A Workbook Exercise on Necrotizing Enterocolitis
Fredric D. Burg MD1
Richard A. Polin MD2
1 Associate Dean for Academic Programs, University of Pennsylvania School of Medicine, Philadelphia
2 Assistant Professor of Pediatrics, Children's Hospital of Philadelphia, University of Pennsylvania
Readers will immediately notice that the following article departs from the usual style in medical journals. We all recognize that active learning is far better than passive, but this is difficult to achieve in the usual journal article. Drs Burg and Polin have developed a sequential workbook approach in the following article which will require your active participation. We believe that it will result in better learning, but would appreciate reader comment.
R.J.H.
The following are a series of exercises aimed to help you in: (1) identifying the factors that cause necrotizing enterocolitis (NEC); (2) Explaining the pathophysiology of NEC; (3) developing a proper approach to diagnosing necrotizing enterocolitis in the neonate; and (4) managing a newborn with this disease.
EXERCISE 1
Factors That Contribute to Development of Necrotizing Enterocolitis
Please read through the following case history.
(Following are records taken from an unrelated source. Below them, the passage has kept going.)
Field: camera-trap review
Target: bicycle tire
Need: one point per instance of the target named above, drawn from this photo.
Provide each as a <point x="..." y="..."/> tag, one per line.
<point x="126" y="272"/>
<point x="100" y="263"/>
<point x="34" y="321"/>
K.W. was a 1,600-gm girl delivered to a 17-year-old primigravida by emergency cesarean section for fetal distress at 31 weeks' gestation. Apgar scores at one and five minutes were 2 and 5. The infant was given 3 mEq of sodium bicarbonate through an umbilical vein (UV) catheter in the delivery room and then intubated. Following admission to the intensive care nursery an umbilical arterial (UA) catheter was inserted and positioned at L-1.